Home NotíciasAuditoria autoriza liberação de 144 mil latas de energético retidas pela Anvisa no Porto do Rio

Auditoria autoriza liberação de 144 mil latas de energético retidas pela Anvisa no Porto do Rio

por Amanda Clark

A Operação Mare Liberum revelou que um auditor da Receita Federal autorizou a entrada de 144 mil latas de bebidas energéticas no Brasil pelo Porto do Rio de Janeiro, apesar de essa carga ter sido previamente analisada e vetada pela Agência Nacional de Vigilância Sanitária (Anvisa).

Os investigadores apontam que a liberação irregular ocorreu em 2022, com a carga distribuída em 6 mil caixas. Em troca dessa autorização, o auditor teria recebido uma propina no valor de R$ 20 mil. A identidade do servidor não foi revelada.

Deflagrada nesta semana, a operação é uma ação conjunta entre a Polícia Federal, a Receita Federal e o Ministério Público Federal. O foco é um esquema que envolvia o pagamento de propinas para agilizar ou liberar cargas no Porto do Rio, mesmo diante de restrições fiscais, administrativas ou sanitárias.

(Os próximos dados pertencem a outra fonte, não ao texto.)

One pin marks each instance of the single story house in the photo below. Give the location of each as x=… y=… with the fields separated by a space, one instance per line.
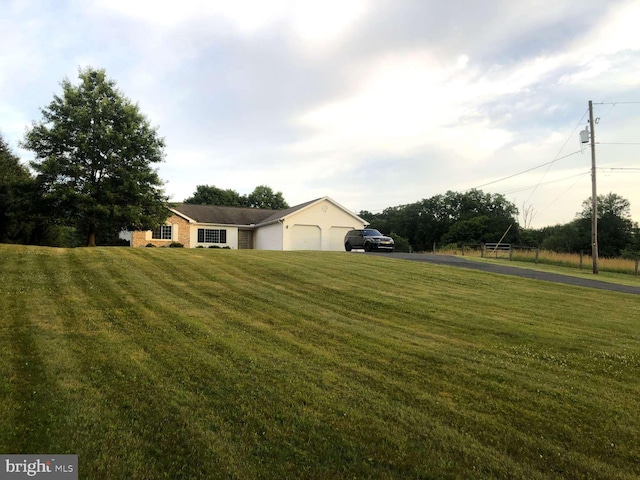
x=319 y=224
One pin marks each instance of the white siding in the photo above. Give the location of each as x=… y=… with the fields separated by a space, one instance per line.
x=306 y=237
x=332 y=223
x=268 y=237
x=336 y=238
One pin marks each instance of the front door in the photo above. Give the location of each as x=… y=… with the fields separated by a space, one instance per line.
x=245 y=239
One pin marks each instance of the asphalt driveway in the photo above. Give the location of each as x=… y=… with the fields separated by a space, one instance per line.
x=453 y=261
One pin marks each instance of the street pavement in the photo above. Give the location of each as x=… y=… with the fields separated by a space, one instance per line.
x=461 y=262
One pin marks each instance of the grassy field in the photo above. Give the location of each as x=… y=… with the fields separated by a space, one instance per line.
x=615 y=266
x=172 y=363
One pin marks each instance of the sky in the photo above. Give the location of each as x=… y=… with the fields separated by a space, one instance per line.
x=374 y=103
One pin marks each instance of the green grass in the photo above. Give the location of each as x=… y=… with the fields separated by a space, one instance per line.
x=171 y=363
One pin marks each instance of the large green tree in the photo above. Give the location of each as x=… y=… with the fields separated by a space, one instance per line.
x=264 y=197
x=468 y=217
x=615 y=227
x=95 y=153
x=15 y=186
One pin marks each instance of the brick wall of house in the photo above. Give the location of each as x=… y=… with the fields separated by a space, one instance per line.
x=180 y=226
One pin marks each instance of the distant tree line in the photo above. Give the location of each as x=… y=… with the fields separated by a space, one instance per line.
x=94 y=176
x=475 y=217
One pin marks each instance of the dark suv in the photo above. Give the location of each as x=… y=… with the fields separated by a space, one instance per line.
x=369 y=239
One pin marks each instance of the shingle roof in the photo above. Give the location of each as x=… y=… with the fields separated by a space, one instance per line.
x=236 y=215
x=223 y=215
x=283 y=213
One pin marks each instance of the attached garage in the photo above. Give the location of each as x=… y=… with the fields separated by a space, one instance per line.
x=320 y=224
x=306 y=237
x=336 y=238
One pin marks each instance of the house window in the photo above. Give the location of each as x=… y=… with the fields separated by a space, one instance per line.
x=162 y=233
x=210 y=235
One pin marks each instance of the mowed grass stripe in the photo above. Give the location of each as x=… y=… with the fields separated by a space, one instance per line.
x=217 y=364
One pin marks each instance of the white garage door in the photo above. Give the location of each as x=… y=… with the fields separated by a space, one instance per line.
x=336 y=238
x=305 y=237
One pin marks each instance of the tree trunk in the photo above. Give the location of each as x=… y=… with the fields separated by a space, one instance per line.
x=91 y=242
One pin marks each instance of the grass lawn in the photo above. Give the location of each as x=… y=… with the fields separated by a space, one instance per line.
x=175 y=363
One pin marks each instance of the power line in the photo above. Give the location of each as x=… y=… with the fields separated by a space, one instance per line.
x=616 y=103
x=524 y=171
x=555 y=200
x=541 y=165
x=561 y=148
x=632 y=169
x=546 y=183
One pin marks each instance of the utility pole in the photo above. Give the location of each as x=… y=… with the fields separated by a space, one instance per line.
x=594 y=195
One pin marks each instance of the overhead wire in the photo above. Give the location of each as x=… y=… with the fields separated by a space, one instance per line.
x=545 y=183
x=561 y=148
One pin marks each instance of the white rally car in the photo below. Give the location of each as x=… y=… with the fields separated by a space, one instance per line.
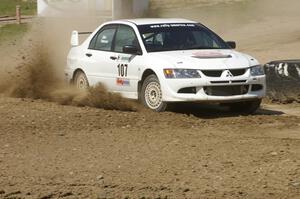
x=160 y=61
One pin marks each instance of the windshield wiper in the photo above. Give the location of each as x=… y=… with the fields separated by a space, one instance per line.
x=201 y=47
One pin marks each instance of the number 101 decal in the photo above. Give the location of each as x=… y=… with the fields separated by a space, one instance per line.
x=122 y=70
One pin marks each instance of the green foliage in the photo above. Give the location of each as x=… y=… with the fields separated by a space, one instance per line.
x=8 y=7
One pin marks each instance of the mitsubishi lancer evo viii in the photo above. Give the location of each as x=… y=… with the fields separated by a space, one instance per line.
x=160 y=61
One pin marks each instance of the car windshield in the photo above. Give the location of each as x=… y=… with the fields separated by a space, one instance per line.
x=188 y=36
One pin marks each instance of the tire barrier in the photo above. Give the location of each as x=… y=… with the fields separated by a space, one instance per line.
x=283 y=81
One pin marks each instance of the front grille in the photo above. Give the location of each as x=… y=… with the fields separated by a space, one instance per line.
x=188 y=90
x=238 y=72
x=226 y=90
x=212 y=73
x=218 y=73
x=257 y=87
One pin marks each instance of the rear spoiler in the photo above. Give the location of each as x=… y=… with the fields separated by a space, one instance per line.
x=75 y=37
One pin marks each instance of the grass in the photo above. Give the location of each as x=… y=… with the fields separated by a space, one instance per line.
x=8 y=7
x=12 y=31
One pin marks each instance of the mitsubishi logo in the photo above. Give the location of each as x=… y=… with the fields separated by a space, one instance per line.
x=228 y=74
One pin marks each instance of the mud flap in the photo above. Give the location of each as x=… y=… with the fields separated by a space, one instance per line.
x=283 y=80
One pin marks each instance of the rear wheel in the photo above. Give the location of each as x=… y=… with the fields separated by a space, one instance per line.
x=151 y=94
x=80 y=80
x=246 y=107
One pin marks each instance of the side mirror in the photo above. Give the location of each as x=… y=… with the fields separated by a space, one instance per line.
x=231 y=44
x=129 y=49
x=74 y=38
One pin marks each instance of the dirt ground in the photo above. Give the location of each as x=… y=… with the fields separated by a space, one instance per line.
x=54 y=151
x=48 y=150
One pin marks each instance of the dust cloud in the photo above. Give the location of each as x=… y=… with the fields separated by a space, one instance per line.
x=36 y=71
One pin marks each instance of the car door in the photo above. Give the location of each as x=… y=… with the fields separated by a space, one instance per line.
x=127 y=67
x=101 y=59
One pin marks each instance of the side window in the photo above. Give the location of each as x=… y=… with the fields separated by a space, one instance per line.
x=125 y=36
x=103 y=40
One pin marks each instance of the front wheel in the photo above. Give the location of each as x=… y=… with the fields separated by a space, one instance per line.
x=246 y=107
x=81 y=81
x=151 y=94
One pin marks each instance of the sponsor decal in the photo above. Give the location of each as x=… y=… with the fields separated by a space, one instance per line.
x=172 y=25
x=123 y=82
x=203 y=55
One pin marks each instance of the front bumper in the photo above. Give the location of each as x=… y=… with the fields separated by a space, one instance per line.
x=210 y=89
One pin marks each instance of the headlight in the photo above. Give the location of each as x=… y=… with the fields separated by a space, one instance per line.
x=182 y=73
x=257 y=70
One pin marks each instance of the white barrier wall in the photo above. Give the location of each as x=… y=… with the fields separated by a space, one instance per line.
x=110 y=9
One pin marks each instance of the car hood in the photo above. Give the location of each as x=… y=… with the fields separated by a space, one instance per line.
x=205 y=59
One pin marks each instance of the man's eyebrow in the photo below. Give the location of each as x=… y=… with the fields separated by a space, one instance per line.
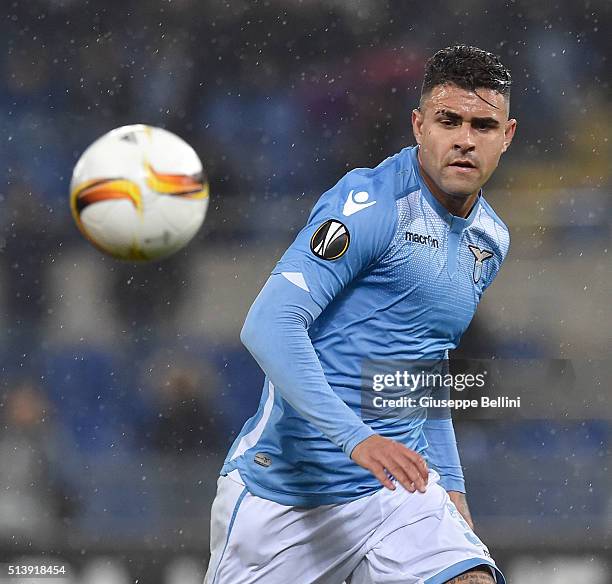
x=486 y=121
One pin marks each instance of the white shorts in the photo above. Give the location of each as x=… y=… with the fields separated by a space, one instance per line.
x=390 y=537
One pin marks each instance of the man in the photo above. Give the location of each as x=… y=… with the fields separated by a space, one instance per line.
x=390 y=266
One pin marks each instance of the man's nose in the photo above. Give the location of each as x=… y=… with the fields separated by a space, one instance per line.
x=464 y=139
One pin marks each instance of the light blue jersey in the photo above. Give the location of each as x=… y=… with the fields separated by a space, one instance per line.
x=381 y=271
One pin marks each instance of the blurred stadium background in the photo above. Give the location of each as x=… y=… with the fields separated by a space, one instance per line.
x=122 y=385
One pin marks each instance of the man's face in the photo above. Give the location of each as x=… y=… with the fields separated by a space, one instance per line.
x=461 y=136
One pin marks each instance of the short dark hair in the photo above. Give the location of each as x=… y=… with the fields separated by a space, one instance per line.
x=468 y=67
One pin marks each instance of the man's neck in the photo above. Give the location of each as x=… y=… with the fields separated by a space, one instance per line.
x=460 y=207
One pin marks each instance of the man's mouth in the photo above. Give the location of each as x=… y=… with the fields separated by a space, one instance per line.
x=463 y=163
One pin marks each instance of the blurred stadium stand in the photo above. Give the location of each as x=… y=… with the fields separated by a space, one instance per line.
x=279 y=99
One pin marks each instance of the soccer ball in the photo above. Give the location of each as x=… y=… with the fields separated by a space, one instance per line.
x=139 y=193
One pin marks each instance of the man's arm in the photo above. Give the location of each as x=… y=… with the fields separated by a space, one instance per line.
x=443 y=455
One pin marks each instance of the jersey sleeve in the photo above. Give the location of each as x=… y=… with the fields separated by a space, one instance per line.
x=350 y=227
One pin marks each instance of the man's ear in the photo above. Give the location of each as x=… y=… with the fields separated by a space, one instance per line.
x=509 y=132
x=417 y=124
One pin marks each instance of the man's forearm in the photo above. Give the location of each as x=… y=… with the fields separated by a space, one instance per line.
x=276 y=334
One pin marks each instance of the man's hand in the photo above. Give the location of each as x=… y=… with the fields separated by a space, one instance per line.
x=461 y=503
x=382 y=455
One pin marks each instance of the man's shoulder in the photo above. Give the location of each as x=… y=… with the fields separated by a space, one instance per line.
x=493 y=215
x=390 y=175
x=378 y=187
x=493 y=226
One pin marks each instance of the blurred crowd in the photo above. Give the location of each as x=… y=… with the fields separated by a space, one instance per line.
x=114 y=409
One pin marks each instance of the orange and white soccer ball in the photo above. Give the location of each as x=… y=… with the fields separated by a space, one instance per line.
x=139 y=193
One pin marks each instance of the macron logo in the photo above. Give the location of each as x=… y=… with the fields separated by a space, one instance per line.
x=357 y=202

No decorrer da investigação, foram encontrados indícios de irregularidades em quase 17 mil declarações de importação entre julho de 2021 e março de 2026. Os produtos envolvidos variam desde alimentos até equipamentos da indústria de petróleo e gás, totalizando um valor aproximado de R$ 86 bilhões.

“Havia alimentos que deveriam passar pelo controle das autoridades sanitárias e que não poderiam ser introduzidos no Brasil sem a autorização desses órgãos; devido ao esquema, acabavam sendo liberados”, comentou Guilherme Bibiani, corregedor-geral da Receita Federal, durante uma entrevista na terça-feira (28), sem entrar em detalhes sobre os energéticos.

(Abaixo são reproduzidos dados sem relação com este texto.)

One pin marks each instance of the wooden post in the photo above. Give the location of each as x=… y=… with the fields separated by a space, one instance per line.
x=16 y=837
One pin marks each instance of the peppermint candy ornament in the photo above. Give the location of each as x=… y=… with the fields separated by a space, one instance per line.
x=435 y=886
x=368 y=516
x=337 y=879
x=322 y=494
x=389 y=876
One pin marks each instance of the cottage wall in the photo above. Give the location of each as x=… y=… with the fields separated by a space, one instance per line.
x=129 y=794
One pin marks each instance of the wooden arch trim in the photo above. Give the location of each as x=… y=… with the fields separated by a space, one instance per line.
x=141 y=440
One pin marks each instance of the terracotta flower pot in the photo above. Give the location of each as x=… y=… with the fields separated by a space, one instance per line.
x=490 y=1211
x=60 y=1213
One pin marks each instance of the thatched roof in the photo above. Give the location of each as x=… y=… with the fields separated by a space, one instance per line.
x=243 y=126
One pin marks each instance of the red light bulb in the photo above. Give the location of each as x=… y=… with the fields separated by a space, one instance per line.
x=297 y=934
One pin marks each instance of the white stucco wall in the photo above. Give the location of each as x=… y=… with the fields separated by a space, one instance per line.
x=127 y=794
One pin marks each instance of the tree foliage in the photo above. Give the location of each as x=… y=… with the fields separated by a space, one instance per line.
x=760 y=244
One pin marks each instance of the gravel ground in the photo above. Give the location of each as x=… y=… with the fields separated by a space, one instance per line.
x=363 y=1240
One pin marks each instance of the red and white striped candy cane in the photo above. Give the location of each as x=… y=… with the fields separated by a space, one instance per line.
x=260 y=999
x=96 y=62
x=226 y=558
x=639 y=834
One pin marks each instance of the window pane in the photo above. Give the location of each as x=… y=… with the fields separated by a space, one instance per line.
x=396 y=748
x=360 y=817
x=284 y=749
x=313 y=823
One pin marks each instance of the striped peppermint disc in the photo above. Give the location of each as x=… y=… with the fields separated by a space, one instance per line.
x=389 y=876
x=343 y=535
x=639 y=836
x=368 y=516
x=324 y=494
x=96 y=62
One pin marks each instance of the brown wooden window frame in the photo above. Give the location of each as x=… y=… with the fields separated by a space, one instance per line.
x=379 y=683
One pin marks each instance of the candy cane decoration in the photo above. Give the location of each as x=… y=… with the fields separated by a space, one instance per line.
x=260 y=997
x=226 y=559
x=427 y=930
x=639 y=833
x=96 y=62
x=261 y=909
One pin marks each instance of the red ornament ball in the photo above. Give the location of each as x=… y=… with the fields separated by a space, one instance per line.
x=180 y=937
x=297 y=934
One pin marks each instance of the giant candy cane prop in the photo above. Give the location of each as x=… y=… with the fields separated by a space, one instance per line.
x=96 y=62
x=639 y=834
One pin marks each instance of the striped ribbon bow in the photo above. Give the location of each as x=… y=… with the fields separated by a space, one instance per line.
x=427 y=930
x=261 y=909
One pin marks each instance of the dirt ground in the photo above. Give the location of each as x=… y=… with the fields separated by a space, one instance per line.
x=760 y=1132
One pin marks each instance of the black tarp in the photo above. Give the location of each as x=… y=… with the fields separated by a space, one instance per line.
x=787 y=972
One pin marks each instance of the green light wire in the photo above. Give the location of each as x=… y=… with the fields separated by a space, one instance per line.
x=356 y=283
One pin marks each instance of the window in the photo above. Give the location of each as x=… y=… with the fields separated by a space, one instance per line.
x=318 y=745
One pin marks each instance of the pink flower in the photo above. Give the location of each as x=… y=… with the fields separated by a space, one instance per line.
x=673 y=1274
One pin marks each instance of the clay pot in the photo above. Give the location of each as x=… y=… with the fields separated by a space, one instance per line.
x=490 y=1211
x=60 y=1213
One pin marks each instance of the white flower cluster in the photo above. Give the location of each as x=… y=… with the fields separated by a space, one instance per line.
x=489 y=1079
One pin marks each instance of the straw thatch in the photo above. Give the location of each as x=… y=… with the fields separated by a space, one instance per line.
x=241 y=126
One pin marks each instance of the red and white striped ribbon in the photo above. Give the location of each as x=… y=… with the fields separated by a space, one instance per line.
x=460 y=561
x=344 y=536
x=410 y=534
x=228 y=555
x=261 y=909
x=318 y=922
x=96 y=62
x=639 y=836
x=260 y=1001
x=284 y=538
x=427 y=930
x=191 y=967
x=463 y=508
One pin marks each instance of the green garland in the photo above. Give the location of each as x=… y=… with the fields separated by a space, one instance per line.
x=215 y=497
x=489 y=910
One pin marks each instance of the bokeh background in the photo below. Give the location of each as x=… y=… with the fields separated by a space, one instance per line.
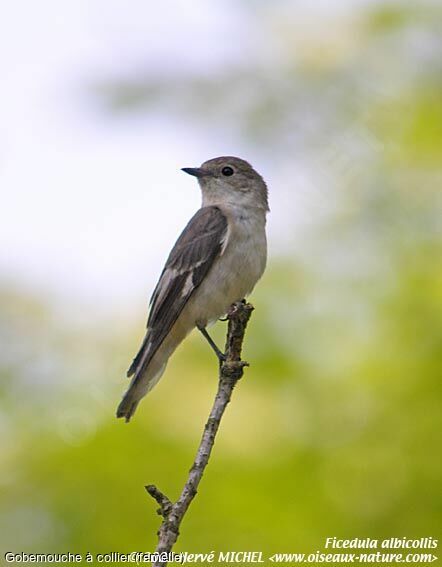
x=336 y=428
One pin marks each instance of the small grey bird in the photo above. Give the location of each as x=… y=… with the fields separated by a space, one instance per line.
x=217 y=260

Busca na residência do delegado da Alfândega

Na época em que houve a liberação irregular das bebidas energéticas, Pedro Antônio Pereira Thiago, de 62 anos, ocupava o cargo de delegado da Alfândega no Porto do Rio. Ele foi um dos alvos das buscas realizadas na operação recente.

Nomeado delegado da Alfândega em dezembro de 2020, Pedro Thiago solicitou sua aposentadoria em 8 de abril desse ano.

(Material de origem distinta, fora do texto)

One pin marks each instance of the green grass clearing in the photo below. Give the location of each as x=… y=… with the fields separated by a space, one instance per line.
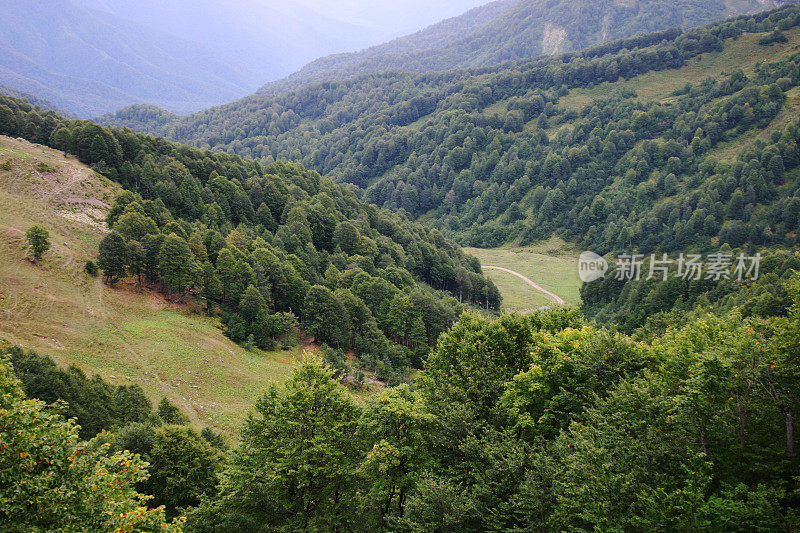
x=552 y=264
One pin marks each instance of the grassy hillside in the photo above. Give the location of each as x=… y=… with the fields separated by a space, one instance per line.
x=551 y=264
x=124 y=336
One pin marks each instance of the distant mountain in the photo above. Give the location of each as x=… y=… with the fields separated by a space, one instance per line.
x=516 y=29
x=90 y=62
x=277 y=37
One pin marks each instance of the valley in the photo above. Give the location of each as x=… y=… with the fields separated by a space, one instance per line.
x=351 y=301
x=551 y=264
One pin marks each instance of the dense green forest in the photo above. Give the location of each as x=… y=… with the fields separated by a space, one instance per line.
x=492 y=156
x=540 y=422
x=515 y=29
x=270 y=245
x=661 y=405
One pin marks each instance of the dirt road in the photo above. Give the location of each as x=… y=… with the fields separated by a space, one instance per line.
x=554 y=297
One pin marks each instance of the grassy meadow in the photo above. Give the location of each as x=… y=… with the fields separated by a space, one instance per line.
x=120 y=334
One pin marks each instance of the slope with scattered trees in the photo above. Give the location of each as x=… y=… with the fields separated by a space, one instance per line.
x=270 y=244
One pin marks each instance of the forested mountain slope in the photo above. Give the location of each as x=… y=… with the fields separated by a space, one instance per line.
x=665 y=140
x=90 y=62
x=515 y=29
x=268 y=245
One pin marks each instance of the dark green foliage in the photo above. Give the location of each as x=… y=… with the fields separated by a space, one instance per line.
x=295 y=467
x=95 y=404
x=91 y=268
x=189 y=226
x=775 y=37
x=39 y=241
x=171 y=414
x=650 y=305
x=183 y=467
x=112 y=257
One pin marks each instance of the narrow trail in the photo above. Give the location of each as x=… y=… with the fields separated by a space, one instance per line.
x=554 y=297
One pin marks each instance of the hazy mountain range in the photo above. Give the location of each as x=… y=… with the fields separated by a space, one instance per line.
x=94 y=56
x=514 y=29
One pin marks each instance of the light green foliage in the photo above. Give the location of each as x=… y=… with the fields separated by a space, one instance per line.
x=183 y=467
x=296 y=464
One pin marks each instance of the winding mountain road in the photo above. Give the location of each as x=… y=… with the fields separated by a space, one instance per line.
x=554 y=297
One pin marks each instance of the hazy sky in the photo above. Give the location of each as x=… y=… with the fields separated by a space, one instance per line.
x=276 y=37
x=395 y=16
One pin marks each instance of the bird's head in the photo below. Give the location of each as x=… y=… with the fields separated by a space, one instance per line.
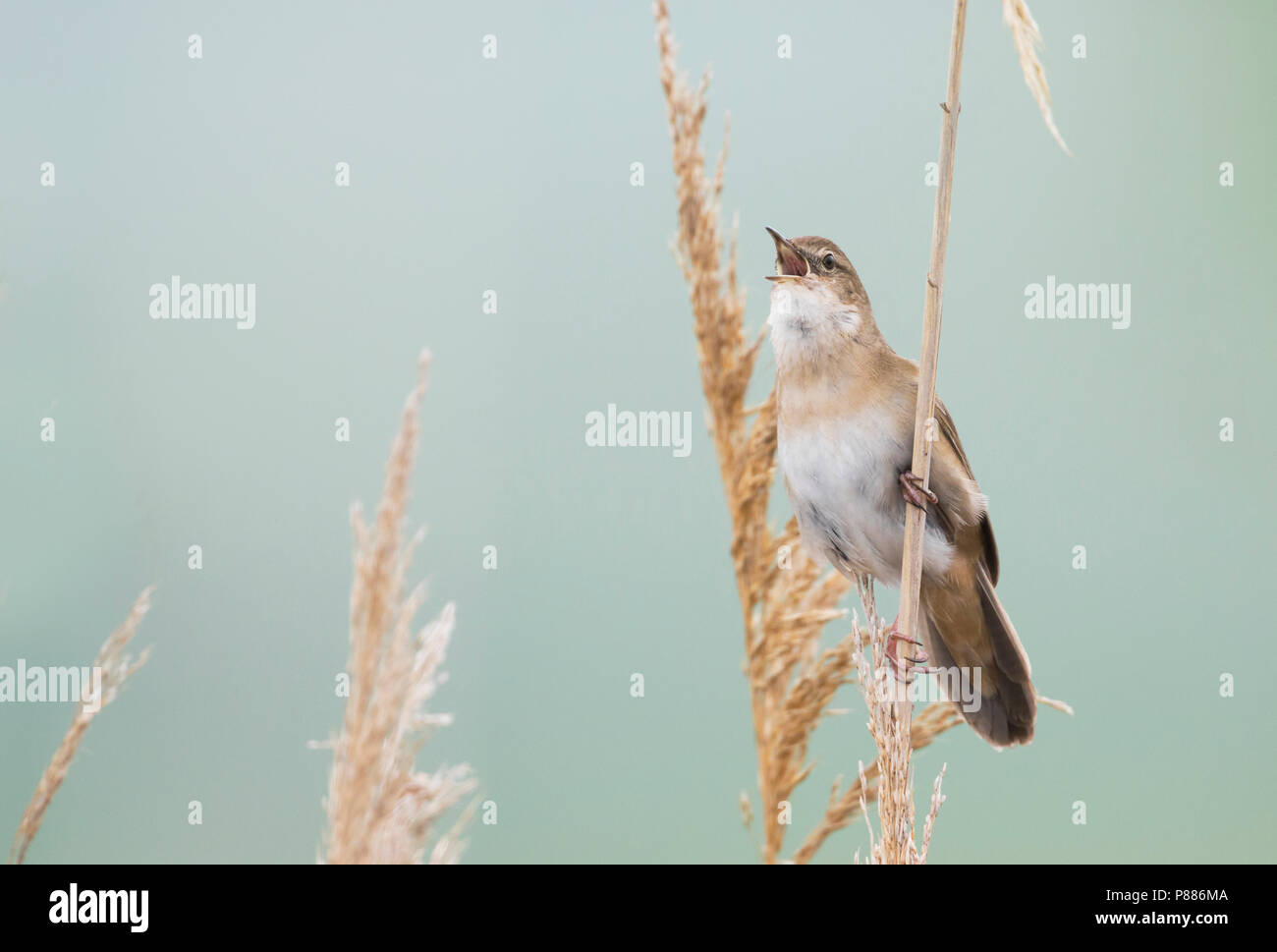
x=817 y=300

A Justiça Federal do Rio expediu um total de 45 mandados de busca e apreensão. Dentre os alvos estavam 25 servidores da Receita Federal que foram afastados de suas funções.

Além disso, foram afastados 17 auditores fiscais e oito analistas tributários, com bens dos investigados sendo sequestrados até o montante de R$ 102 milhões. Nove despachantes também receberam proibição para atuar no Porto do Rio.

Apreensões significativas durante as buscas

No decorrer das investigações, a Polícia Federal confiscou mais de R$ 5 milhões em espécie nas residências dos auditores fiscais sob investigação, englobando reais, dólares, euros e libras.

Em um apartamento localizado em Copacabana, foram encontrados R$ 200 mil escondidos sob uma cama. Na residência de uma auditora na Barra da Tijuca, os agentes descobriram R$ 830 mil escondidos dentro de um piano.

Além do dinheiro apreendido, também foram confiscados 54 celulares, 17 veículos, 11 relógios luxuosos, 17 passaportes e um revólver municiado com balas calibre .38. Em casa de um despachante investigado foram encontradas ainda 54 garrafas de vinho avaliadas em aproximadamente R$ 700 cada.

Um analista da Receita Federal acabou preso em flagrante por posse ilegal de arma durante as operações.

Prejuízos estimados ao erário público

A Operação Mare Liberum investiga um esquema extenso envolvendo propinas relacionadas a importadores, despachantes e servidores públicos atuando no Porto do Rio. A previsão é que esse esquema tenha causado cerca de R$ 500 milhões em prejuízos aos cofres públicos devido à liberação irregular dos contêineres.

As investigações iniciaram-se após uma denúncia encaminhada à Corregedoria da Receita Federal em fevereiro de 2022. O caso foi posteriormente repassado à Polícia Federal e ao Ministério Público Federal para ações conjuntas.

No dia 28 (terça-feira), equipes partiram da Superintendência da Polícia Federal localizada na Praça Mauá e do prédio do Ministério da Fazenda no Centro do Rio para cumprir os mandados judiciais. As buscas abrangeram várias localidades: a capital fluminense, Niterói, Nilópolis, Nova Friburgo e Vitória no Espírito Santo.

Dentre os locais vistoriados estava a própria Alfândega do Porto do Rio, o ponto central das investigações.